Das Setting hat mir sehr gut gefallen. Alice fährt im ersten Kapitel zu Margaret Ives. Als Leser hat man keine Ahnung, wer sie ist und wer die legendäre Ives-Familie sein soll. Doch man merkt schnell, es ist eine Familie, die großen Einfluss hatte, ganz oben war und tief gefallen ist. Alice hat sehr viel Rechercheaufwand betrieben, um Margaret Ives ausfindig zu machen. Diese hat sich nämlich seit circa 20 Jahren aus der Öffentlichkeit zurückgezogen. Nun will sie jedoch ihre Memoiren veröffentlichen und Alice wittert ihre große Chance. Womit sie jedoch nicht gerechnet hat, ist, dass Margaret einen Wettkampf veranstaltet. Und zwar zwischen ihr und keinem geringeren als Hayden Anderson. Alice weiß natürlich, wer Hayden ist wohingegen Hayden von der unbedeutenden Autorin Alice Scott noch nie gehört hat. Doch sie brennt für die Geschichte der Ives und gibt sich nicht auf.

Das Zusammenspiel zwischen ihr und Hayden trägt die Geschichte. Emily Henry schafft es immer wieder, Protagonisten zu erschaffen, die unglaublich witzige und charmante Konversationen haben. Alice ist sehr offen, stet gut gelaunt und sieht immer das Positive in allem. Hayden gleicht einem Eisklotz. Er redet nur das Nötigste, ist ständig in seine Arbeit vertieft und eher ein stiller Beobachter. Beide haben plötzlich sehr viel miteinander zu tun und kommen sich näher. Doch wird der Wettbewerb um die Memoiren sie entzweien?

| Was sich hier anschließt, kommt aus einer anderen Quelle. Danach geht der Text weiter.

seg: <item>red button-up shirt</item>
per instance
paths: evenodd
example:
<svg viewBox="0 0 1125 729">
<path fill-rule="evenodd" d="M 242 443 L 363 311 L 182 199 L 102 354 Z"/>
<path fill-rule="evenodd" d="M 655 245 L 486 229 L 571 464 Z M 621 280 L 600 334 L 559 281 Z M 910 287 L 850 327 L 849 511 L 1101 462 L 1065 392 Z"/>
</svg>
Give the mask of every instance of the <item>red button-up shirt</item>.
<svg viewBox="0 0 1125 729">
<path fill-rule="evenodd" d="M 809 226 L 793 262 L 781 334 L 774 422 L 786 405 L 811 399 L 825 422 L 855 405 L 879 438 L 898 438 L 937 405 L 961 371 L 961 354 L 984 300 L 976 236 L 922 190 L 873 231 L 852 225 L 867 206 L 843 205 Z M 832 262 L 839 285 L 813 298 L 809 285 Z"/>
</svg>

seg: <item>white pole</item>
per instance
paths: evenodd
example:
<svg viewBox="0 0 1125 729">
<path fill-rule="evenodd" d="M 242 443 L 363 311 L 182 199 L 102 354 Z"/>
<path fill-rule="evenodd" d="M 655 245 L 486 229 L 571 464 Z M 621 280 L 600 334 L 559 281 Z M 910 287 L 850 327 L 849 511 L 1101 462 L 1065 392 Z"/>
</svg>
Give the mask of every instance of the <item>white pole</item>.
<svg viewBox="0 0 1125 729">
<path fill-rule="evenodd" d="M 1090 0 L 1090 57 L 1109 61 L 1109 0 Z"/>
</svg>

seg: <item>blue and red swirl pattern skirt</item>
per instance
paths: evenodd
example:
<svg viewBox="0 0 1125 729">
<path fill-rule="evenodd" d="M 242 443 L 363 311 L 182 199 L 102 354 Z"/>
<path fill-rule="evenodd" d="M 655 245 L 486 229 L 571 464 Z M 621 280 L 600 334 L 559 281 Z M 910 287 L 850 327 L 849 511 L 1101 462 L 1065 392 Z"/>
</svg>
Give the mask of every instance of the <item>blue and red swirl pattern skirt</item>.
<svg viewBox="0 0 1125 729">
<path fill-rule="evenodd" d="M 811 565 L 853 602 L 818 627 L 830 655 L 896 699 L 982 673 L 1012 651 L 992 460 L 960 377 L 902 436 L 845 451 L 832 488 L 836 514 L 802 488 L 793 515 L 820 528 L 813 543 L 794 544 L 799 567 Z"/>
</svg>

Es war unglaublich erfrischend, eine Geschichte zu lesen, in der die Protagonisten nicht ewig umeinander herumschleichen und sich gegenseitig überzeugen wollen, dass sie sich nicht ausstehen können. Alice und Hayden reden immer offen über alles (es sei denn, es bezieht sich auf ihre Verschwiegenheitserklärung Margaret gegenüber). Die beiden sind ein wunderschönes Pärchen und man kann sich als Leser nicht ausmalen, was sie am Ende womöglich auseinander bringen könnte.

Der Aufbau des Buches ist ebenso erfrischend, denn parallel zu aktuellen Geschehen gibt es immer wieder Kapitel, die die Vergangenheit von Margaret und ihrer Familie beleuchten. Man taucht ab ins 19. Jahrhundert, in die goldenen 20er und die famosen 60er und 70er Jahre. Es hat süchtig gemacht, weil man spürt, das unter dem Ganzen noch eine Wahrheit verborgen liegt, die es sich zu entschlüsseln lohnt. Irgendwann ist man sogar überzeugt davon, dass die Ives wirklich existiert haben! Das spricht doch für sich und die phänomenale Emily Henry!

Das Ende war emotional und unerwartet. Ich konnte gar nicht aufhören zu lesen und war gänzlich gebannt von der sich zuspitzenden Liebesgeschichte zwischen Alice und Hayden und der Enthüllung von Margarets großem Geheimnis.

Ich kann „Great Big Beautiful Life“ sehr empfehlen, vor allem denjenigen, die „The Seven Husbands of Evely Hugo“ mochten.